Adolf Eichmann, Rudolf Höß, sont les pions d’un système qui exaltait leur capacité à servir. Tout est une question d’environnement, de situation, de mise en condition. Par le maléfice d’une époque et au terme d’un processus de délitement d’une société entière, le IIIe Reich est parvenu à un retournement des valeurs morales qui fondent l’humanité en faisant passer le mal pour un bien. Comme s’il avait abouti à une inversion des polarités. Et à partir de là, le régime s’est employé à promouvoir l’ignominie en valorisant tous ceux qui se mettaient au service de cette inversion des valeurs humaines. Et comme rien ne compte plus que la reconnaissance sociale aux yeux de la plupart des êtres humains, cette reconnaissance qui donne du sens à l’existence et à laquelle certains sacrifient tout, il a suffi à l’Allemagne nazie de récompenser ceux qui servaient ses valeurs pour faire fonctionner sa mécanique infernale. C’est ainsi qu’une armée d’humanoïdes à la conscience chtonienne a aveuglément servi l’Allemagne nazie, des figurants honorés de servir le régime qui leur a accordé des rôles de premier plan, avec cette conviction de participer à un Grand Œuvre collectif dont Adolf Hitler était l’architecte inspiré.  Et c’est parce qu’ils se sont sentis redevables à l’égard de l’État nazi que ces êtres de l’ombre ont tout sacrifié au Reich pour retourner au royaume des ombres.    

 

Coda : d’une catastrophe à l’autre

 

Au lendemain de la guerre mondiale, on comptait en Israël 630 000 Juifs pour 1.200 000 Arabes. 250 000 survivants de l’Holocauste attendaient alors en Europe dans des camps de réfugiés.

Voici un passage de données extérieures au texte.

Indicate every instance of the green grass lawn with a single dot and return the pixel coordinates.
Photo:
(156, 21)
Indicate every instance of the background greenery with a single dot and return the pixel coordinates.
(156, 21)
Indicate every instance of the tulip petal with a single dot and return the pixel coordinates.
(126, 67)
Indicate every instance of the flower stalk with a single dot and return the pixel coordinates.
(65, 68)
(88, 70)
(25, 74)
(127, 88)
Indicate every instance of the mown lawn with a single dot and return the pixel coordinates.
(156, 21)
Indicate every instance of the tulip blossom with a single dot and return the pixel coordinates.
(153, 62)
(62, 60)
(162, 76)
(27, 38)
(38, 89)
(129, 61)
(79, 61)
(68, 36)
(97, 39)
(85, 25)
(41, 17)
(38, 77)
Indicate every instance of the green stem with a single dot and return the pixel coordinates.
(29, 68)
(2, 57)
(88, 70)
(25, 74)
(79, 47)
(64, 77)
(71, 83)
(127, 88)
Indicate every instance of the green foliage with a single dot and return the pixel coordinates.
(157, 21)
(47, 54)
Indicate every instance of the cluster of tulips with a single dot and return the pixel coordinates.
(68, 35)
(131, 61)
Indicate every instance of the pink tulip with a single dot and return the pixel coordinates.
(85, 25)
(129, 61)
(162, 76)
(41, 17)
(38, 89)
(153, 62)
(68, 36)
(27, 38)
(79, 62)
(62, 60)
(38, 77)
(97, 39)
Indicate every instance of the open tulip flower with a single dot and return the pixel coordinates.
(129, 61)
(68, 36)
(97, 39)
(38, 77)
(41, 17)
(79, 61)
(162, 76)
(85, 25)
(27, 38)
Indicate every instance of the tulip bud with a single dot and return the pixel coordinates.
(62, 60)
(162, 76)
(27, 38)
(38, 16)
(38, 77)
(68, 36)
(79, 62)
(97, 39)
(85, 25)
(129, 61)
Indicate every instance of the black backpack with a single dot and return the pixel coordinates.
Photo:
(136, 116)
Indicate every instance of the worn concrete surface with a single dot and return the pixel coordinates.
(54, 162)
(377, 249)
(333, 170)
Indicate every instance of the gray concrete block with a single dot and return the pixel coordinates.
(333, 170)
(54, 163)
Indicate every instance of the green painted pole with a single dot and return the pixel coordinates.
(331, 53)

Ce qui est tragique, c’est que la Shoah, « catastrophe » en hébreu, qui a abouti à la création de l’État d’Israël en mai 1948,  a provoqué par ricochet la Nakba, « catastrophe » en arabe, qui a vu fuir près de 800 000 Arabes palestiniens lors de la guerre israélo-arabe de 1948 à 1949, qui ont abandonné derrière eux des centaines de villages pour venir se réfugier dans les pays arabes voisins. Les réfugiés palestiniens, qui sont leurs descendants, sont aujourd’hui au nombre de plus 5 millions.

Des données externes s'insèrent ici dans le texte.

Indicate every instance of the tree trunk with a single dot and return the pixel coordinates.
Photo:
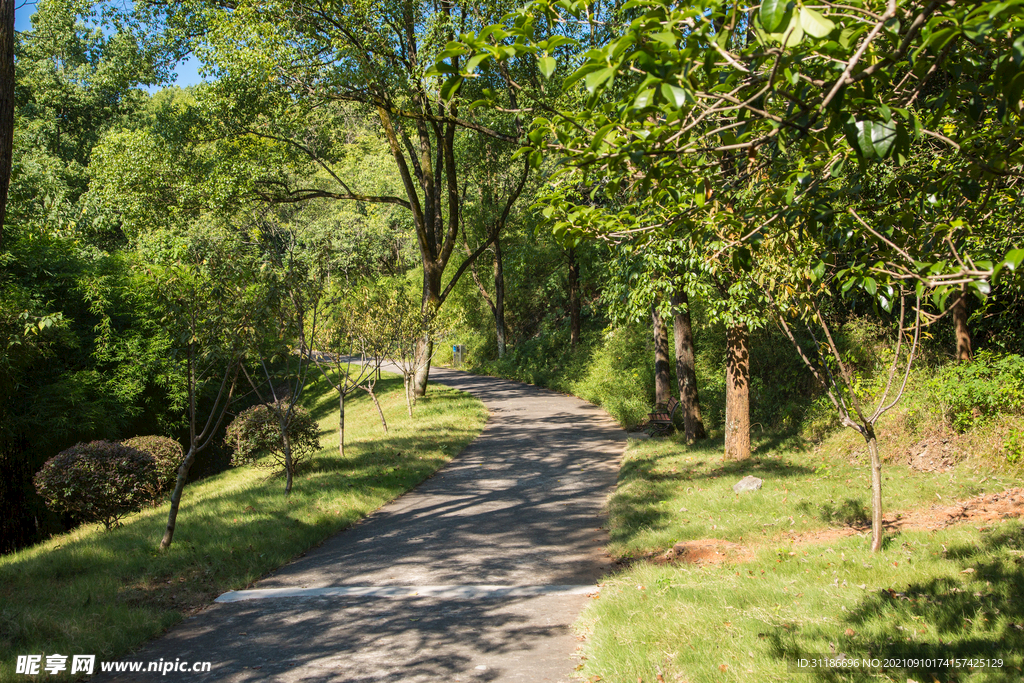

Ce qui est tragique, que la politique de spoliation des terres palestiniennes menée par Israël n’a jamais cessé depuis et que la poursuite  de l’implantation des colonies juives n’en est que le prolongement.

On aurait pu espérer que le sionisme, né dans les années 1890, qui avait pour but la création d’un foyer national juif en Palestine, aboutisse à autre chose qu’à un pays dont les régimes successifs n’ont cessé de traiter les Palestiniens comme des citoyens de seconde zone. Il est regrettable que le plan de partition voté en novembre 1947 par la toute jeune ONU, un plan qui établissait un État juif et un État arabe, et qui plaçait Jérusalem sous contrôle international, n’ait jamais été pu être appliqué parce que la partie arabe le rejetait, se jugeant spoliée, alors que la partie juive y adhérait malgré l’opposition de l’Irgoun, l’armée sioniste qui deviendra Tsahal (en absorbant aussi la Haganah, organisation paramilitaire sioniste), l’armée israélienne régulière.  

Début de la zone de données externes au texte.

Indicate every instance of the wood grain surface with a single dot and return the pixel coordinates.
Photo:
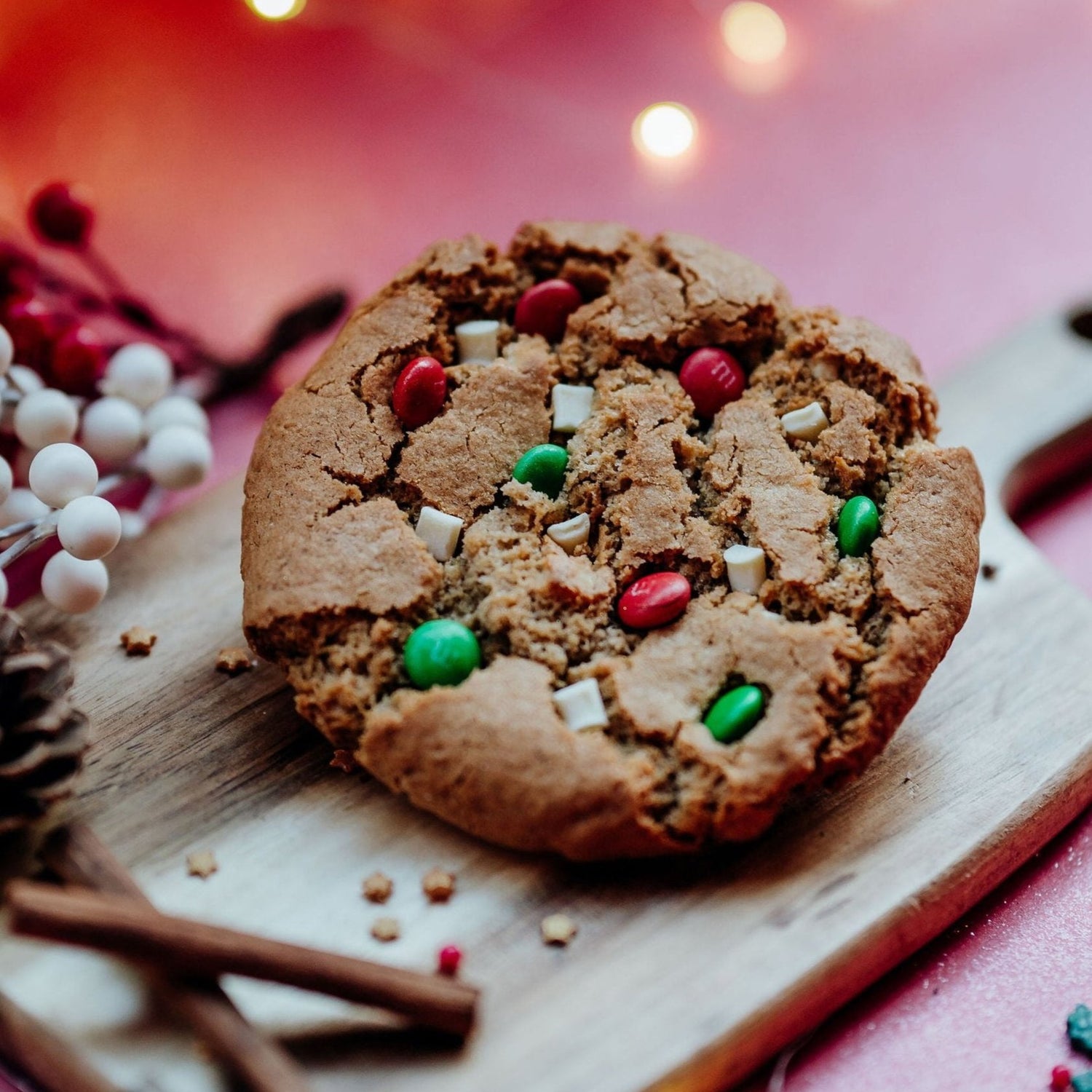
(685, 974)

Il est triste d’observer qu’Israël, qui doit sa création au retour de nombreux rescapés des camps de concentration nazis, continue de parquer dans la bande de Gaza une population de plus de deux millions Palestiniens issus pour la plupart des populations expulsées en 1947 et 48, une bande de terre bordée de barbelés qui n’est pas sans évoquer un immense camp de concentration de 41 km de long ouvert sur la mer et placé sous contrôle israélien depuis la fin de la guerre des six jours (juin 1967), même si cette zone est administrée par l’Autorité palestinienne comme les principales villes de Cisjordanie.

Il est effroyable de constater que la tragédie du peuple juif, qui a débouché sur la création d’Israël, soit la cause d’une autre tragédie, comme si la tragédie humaine se répercutait à l’infini qui faisait que le peuple victime des bourreaux nazis à son tour devienne un bourreau pour d’autres.